We knew our login system had to be smarter, safer, but also flexible. We knew we needed to rethink a lot of our auxiliary entry points (like quarantine reports) as well as our main entry points to work together in tandem, instead of hard cutovers or independent, one off operations. For example, we needed to continue to allow the legacy password hashing style to be accepted during login, but in-line upgraded to our new hashing algorithm. There were a lot of technical difficulties to overcome as each product maintained its own login page (which many users would save in their browser credential store) and in some instances, had additional security features that do not exist in other products (such as IP restrictions and 2FA in admin, but not encryption or Webshare).
Even more complicated than individual service login logic, some services maintained a list of users who are external entities to the end user’s organization (think Webshare or encryption recipients), and in most cases, these external recipients aren’t in the ExchangeDefender eco system. Ultimately, we decided to allow ExchangeDefender users to continue using each service’s independent login screens for a few weeks before disabling the legacy functionality and hinting to users to click the OAUTH login button “Login with ExchangeDefender” (or even “Login with Google” or “Login with Microsoft” more details below).
Originally, our plan involved redirecting all users to the new login server, which unfortunately would be the Achilles heal of those users who relied on their browser credential store.
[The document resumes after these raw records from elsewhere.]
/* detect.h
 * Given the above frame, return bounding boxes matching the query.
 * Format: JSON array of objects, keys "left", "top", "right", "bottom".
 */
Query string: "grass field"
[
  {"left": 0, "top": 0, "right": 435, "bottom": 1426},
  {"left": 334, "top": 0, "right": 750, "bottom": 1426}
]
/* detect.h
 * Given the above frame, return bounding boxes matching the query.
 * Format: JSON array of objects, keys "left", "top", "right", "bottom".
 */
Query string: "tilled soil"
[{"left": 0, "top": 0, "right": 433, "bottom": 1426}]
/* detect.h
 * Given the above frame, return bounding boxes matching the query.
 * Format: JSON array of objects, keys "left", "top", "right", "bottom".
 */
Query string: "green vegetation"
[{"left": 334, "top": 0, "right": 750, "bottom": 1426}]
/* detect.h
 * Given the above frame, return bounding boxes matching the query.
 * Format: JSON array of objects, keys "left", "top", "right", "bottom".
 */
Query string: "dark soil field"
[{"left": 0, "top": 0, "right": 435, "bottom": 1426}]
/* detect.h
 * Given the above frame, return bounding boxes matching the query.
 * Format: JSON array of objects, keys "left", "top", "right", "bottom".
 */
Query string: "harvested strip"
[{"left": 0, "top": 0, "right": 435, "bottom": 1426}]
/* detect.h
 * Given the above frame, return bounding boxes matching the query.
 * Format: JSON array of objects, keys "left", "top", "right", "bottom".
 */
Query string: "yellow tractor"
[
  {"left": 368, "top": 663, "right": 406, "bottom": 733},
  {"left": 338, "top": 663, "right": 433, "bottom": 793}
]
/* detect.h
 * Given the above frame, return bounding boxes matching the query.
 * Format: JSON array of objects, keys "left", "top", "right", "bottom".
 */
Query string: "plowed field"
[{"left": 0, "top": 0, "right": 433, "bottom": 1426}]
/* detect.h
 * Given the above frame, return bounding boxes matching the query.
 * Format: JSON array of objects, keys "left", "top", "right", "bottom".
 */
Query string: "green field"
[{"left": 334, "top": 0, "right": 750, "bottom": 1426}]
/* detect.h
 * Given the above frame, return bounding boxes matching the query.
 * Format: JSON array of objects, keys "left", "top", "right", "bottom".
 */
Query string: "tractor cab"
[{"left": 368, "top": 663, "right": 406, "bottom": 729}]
Ultimately, we landed on a hybrid approach, using the flexibility of using different OAUTH grant styles depending on the application.
The Deployment Timeline
Feb 19th: Activate the new login system for Encryption and Webshare
Feb 21st: Activate the new login system for Admin
Feb 26th: Activate the new centralized navigation headers
Feb 27th: Activate “Login with ExchangeDefender/Google/Microsoft” button to Admin, Encryption and Webshare. Add warning notification to users about the incoming login changes.
Mar 6th: Disable legacy password grant from services, enforce “Login with ExchangeDefender” when a user attempts to login with a username and password on each services page.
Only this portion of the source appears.